L’aumento delle vendite ha visto inoltre primeggiare il mercato librario (+71%), con ottimi risultati anche per l’elettronica di consumo (+52% di acquisti), e negozi di articoli per l’infanzia (+31%).

La giornata in cui si è registrato il picco di spese è stato mercoledì 23 dicembre, complice anche l’imminente ingresso dell’intero Paese in zona rossa il 24 dicembre: +47% di acquisti da parte dei consumatori italiani rispetto agli altri giorni di dicembre.

L’Osservatorio Stocard ha evidenziato due altri dati significativi: nel corso del mese di dicembre, rispetto ai tre mesi precedenti, è aumentato in maniera considerevole il numero dei consumatori, +22%. Parallelamente sono cresciuti anche gli eventi di acquisto, vale a dire le occasioni che i cittadini hanno dedicato allo shopping: +27%.

 

Chi si fida della catena alimetare? La ricerca internazionale

Gli effetti della pandemia da COVID-19, non hanno significamente modificato il livello di fiducia nella catena di approvvigionamento alimentare. Vi è apprezzamento per la sua capacità interrotta di fornire il cibo. Altri soggetti, invece, interpretano le scene di panico da acquisto e accumulo di scorte alimentari come una mancanza di fiducia nella sua abilità a mantenere adeguati livelli di fornitura. Ecco alcune delle evidenze emerse dal del progetto di ricerca internazionale EIT Food: Increasing consumer trust and support for the food supply chain and for food companies, e resi noti dall’équipe italiana, coordinata della prof.ssa Anna Miglietta del Dipartimento di Psicologia, con la collaborazione del Dipartimento di Filosofia (referente Prof.ssa Tiziana Andina).

In linea generale, consumatori dei 6 paesi affermano di avere maggior fiducia negli agricoltori/allevatori soprattutto piccoli produttori, locali e indipendenti. Per la ristorazione, il maggior grado di fiducia è dato alle attività di piccole dimensioni e locali.
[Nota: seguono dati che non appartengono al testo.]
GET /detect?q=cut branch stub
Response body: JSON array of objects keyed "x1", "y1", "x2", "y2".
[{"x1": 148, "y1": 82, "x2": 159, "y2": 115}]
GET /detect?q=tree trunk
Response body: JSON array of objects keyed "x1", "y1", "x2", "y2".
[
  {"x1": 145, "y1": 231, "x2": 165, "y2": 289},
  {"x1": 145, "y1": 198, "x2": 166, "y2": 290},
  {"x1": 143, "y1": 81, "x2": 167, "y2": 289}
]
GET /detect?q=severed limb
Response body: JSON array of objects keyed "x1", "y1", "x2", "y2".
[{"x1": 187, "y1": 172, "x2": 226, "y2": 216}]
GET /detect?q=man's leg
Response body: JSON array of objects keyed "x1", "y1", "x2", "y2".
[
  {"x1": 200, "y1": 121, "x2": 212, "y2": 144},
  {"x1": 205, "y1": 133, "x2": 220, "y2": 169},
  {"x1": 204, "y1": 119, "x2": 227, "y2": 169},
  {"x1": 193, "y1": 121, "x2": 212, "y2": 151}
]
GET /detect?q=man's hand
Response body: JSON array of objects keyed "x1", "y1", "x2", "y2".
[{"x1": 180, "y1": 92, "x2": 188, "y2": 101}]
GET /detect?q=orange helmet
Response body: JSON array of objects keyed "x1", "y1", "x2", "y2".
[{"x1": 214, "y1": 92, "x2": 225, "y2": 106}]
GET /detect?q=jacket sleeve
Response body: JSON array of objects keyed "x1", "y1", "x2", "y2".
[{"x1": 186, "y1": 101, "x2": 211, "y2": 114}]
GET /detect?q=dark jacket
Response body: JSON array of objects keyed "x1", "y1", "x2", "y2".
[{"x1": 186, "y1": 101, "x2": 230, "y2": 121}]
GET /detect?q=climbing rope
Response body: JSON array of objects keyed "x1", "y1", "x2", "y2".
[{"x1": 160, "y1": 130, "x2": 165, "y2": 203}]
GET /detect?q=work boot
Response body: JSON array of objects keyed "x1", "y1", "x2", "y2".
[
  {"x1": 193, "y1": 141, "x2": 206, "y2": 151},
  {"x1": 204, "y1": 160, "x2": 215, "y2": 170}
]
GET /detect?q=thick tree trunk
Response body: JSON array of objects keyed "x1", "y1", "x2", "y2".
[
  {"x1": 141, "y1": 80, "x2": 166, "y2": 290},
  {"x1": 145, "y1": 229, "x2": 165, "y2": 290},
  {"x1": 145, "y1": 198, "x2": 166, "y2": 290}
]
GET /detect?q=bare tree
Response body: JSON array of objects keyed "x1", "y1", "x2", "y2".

Tra le principali azioni che vorrebbero veder implementate, per aumentare il loro grado di fiducia, i consumatori segnalano: la necessità di allevamenti di animali secondo elevati standard di benessere; l’equità dei prezzi; l’etichettatura e tracciabilità dei prodotti e la tutela dell’ambiente.
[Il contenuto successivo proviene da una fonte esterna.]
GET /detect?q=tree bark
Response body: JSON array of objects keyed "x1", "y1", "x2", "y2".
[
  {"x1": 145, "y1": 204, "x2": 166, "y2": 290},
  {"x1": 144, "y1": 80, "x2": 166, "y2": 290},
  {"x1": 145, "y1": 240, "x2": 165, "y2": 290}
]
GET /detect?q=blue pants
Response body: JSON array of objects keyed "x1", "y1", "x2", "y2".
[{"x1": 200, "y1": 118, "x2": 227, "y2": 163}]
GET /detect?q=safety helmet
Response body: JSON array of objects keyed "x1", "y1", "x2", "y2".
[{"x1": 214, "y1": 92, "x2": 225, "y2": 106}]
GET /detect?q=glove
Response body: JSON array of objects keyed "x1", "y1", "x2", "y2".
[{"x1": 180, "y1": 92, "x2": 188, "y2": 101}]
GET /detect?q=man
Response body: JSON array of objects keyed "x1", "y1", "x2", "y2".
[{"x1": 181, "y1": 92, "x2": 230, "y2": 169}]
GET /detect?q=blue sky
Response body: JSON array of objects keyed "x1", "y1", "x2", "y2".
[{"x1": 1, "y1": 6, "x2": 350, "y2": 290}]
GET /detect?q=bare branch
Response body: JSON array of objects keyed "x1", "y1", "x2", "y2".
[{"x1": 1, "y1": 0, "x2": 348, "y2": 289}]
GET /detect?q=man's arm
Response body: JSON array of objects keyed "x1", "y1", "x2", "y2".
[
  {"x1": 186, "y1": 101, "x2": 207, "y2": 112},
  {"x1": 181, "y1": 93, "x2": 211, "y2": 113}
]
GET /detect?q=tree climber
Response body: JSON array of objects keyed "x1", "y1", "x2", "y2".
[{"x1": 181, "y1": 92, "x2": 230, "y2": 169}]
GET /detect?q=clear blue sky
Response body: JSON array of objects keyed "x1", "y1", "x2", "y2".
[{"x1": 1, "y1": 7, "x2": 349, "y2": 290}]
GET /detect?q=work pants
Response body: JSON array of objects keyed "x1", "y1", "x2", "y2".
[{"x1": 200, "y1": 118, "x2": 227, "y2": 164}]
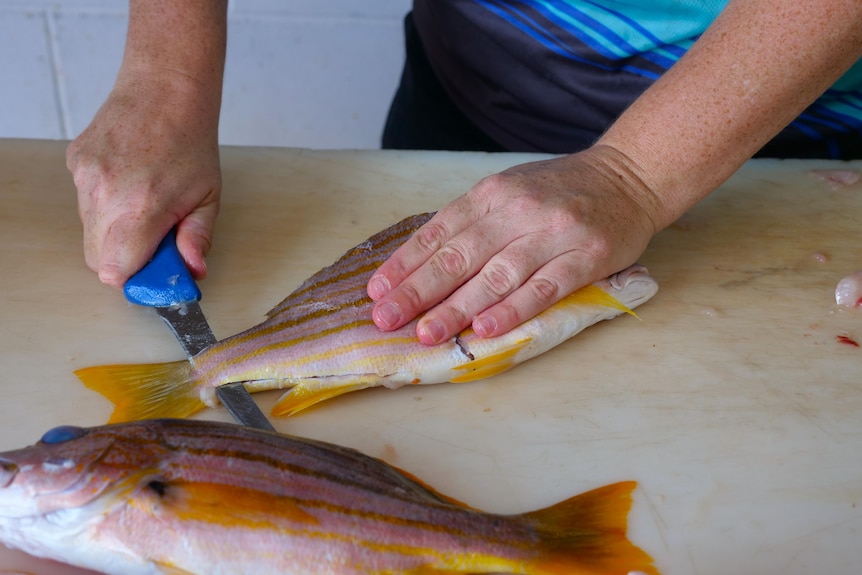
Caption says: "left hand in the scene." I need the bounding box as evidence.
[367,145,664,345]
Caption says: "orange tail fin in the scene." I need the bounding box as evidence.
[524,481,659,575]
[75,361,205,423]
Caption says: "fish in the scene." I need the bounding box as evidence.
[0,418,660,575]
[76,213,659,421]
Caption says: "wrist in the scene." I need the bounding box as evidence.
[572,144,670,235]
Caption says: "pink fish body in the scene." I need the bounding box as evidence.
[76,213,658,421]
[0,419,659,575]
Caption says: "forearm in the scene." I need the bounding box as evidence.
[598,0,862,230]
[117,0,228,128]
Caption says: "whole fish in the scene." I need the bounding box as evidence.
[0,419,659,575]
[76,213,658,421]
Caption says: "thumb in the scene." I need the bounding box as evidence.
[97,216,174,288]
[175,203,219,281]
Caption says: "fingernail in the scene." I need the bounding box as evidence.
[474,315,497,337]
[374,301,401,329]
[368,275,391,300]
[418,319,446,344]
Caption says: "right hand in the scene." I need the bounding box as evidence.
[66,74,221,288]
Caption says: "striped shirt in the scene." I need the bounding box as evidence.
[413,0,862,158]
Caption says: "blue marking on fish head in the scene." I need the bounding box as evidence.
[40,425,88,445]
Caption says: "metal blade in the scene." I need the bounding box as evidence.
[154,302,217,358]
[154,302,275,431]
[216,383,275,431]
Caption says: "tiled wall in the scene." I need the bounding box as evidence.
[0,0,411,148]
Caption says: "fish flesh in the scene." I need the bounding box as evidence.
[835,270,862,308]
[0,418,659,575]
[76,213,659,421]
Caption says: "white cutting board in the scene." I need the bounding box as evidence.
[0,140,860,574]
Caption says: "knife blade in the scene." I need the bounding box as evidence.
[123,229,275,431]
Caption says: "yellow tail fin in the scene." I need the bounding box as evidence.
[74,361,205,423]
[525,481,659,575]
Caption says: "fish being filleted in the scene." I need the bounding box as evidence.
[0,418,660,575]
[76,213,659,421]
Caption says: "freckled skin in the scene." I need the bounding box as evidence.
[68,0,862,353]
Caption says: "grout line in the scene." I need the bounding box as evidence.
[44,6,74,139]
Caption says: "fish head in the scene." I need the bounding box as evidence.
[0,422,179,570]
[601,264,660,308]
[0,422,167,519]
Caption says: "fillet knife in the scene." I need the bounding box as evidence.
[124,229,275,431]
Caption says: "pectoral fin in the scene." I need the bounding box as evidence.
[138,479,318,529]
[449,338,532,383]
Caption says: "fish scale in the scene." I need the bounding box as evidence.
[0,419,660,574]
[75,213,659,421]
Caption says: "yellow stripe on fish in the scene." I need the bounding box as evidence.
[0,419,660,574]
[76,213,659,422]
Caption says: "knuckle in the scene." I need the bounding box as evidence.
[414,222,448,255]
[529,276,560,306]
[480,262,519,298]
[493,300,524,330]
[442,303,470,330]
[475,172,509,191]
[582,236,613,261]
[396,281,427,312]
[431,244,471,280]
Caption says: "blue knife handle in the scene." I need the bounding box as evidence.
[123,228,202,307]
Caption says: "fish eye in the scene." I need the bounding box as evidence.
[40,425,88,445]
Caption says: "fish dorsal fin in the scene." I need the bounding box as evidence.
[449,338,532,383]
[386,463,479,510]
[265,213,435,321]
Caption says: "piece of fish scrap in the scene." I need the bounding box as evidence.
[0,418,660,575]
[76,213,659,421]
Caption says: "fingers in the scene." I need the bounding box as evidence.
[408,233,593,345]
[71,159,220,287]
[368,204,474,300]
[369,202,496,337]
[370,207,578,345]
[368,152,657,346]
[97,216,172,287]
[67,111,221,288]
[175,201,219,280]
[471,254,589,338]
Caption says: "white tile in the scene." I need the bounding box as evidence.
[0,9,63,139]
[220,16,406,148]
[50,10,127,138]
[2,1,409,147]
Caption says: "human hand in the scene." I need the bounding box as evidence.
[367,145,664,345]
[66,74,221,288]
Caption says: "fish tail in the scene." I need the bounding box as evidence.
[524,481,659,575]
[74,360,204,423]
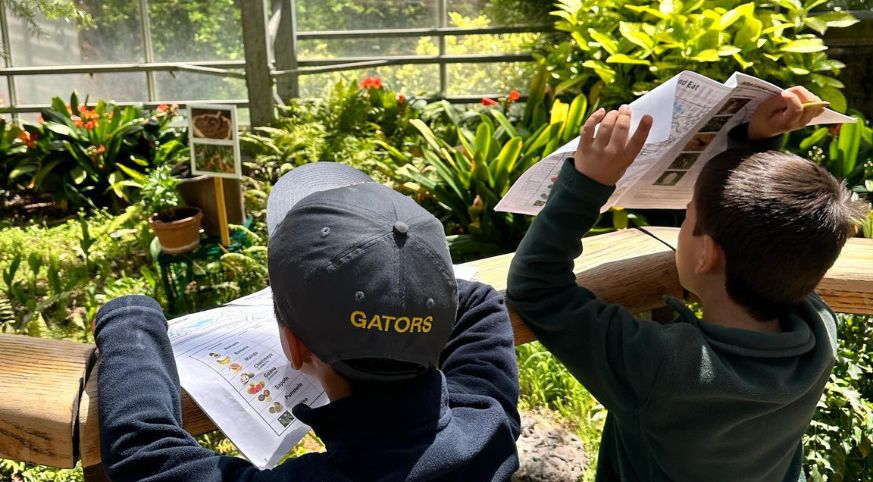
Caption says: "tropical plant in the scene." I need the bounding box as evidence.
[385,86,590,258]
[5,94,181,212]
[546,0,858,111]
[789,112,873,212]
Nello specifico dei risultati emersi in Italia a partire da un questionario on-line sottoposto a 369 consumatori, 7 focus group con i consumatori, 1 workshop con 14 rappresentanti del mondo aziendale, accademico e giornalistico, 5 interviste con rappresentanti del mondo industriale, si rileva che i consumatori dichiarano di riporre maggiore fiducia, a fronte dell’incertezza e dei rischi derivanti dal virus, nei grandi rivenditori di prodotti di marca. Prevale, quindi, il consumo dei prodotti confezionati o anche surgelati, a discapito di quelli freschi.

Vi è una forte fiducia negli enti regolatori e di consulenza della filiera agro-alimentare ma si guarda con sospetto ai mass media, in particolare per le pubblicità che coinvolgono dei chef rinomati nonostante che il cooking entertainment guadagni sempre più spazio nelle piattaforme televisive e nel web.

Si crede che le aziende agro-alimentari facciano poco per garantire una reale trasparenza dei prodotti che commercializzano. Vi è una grande attenzione a due aspetti della responsabilità sociale delle aziende: il benessere degli animali coinvolti nella filiera agro-alimentare; lo smaltimento dei rifiuti (sia in fase di produzione che a seguito del consumo). Infine, sia tra le aziende sia tra i consumatori italiani prevale la percezione degli agricoltori come i soggetti più vulnerabili della filiera agroalimentare.

 

Il progetto

Increasing consumer trust and support for the food supply chain and for food companies, è un progetto triennale di ricerca internazionale EIT Food, parte della Consumer Trust Grand Challenge.

L’università di Torino partecipa al Consorzio del progetto guidato dall’Università di Reading, Regno Unito, e composto da 16 partner del mondo accademico (Universidad Autonoma de Madrid, Università di Helsinki, Queen’s University Belfast, Università di Varsavia e VTT), industriale (tra cui AZTI, CSIC, DouxMatok, Grupo AN, PepsiCo, Sodexo, Strauss Group, Technion) e organizzazioni non-profit come l’EUFIC.

L’indagine ha coinvolto 2.363 persone, tra consumatori e attori della catena alimentare, nei 6 paesi coinvolti dal progetto: Finlandia, Israele, Italia, Polonia, Spagna, UK.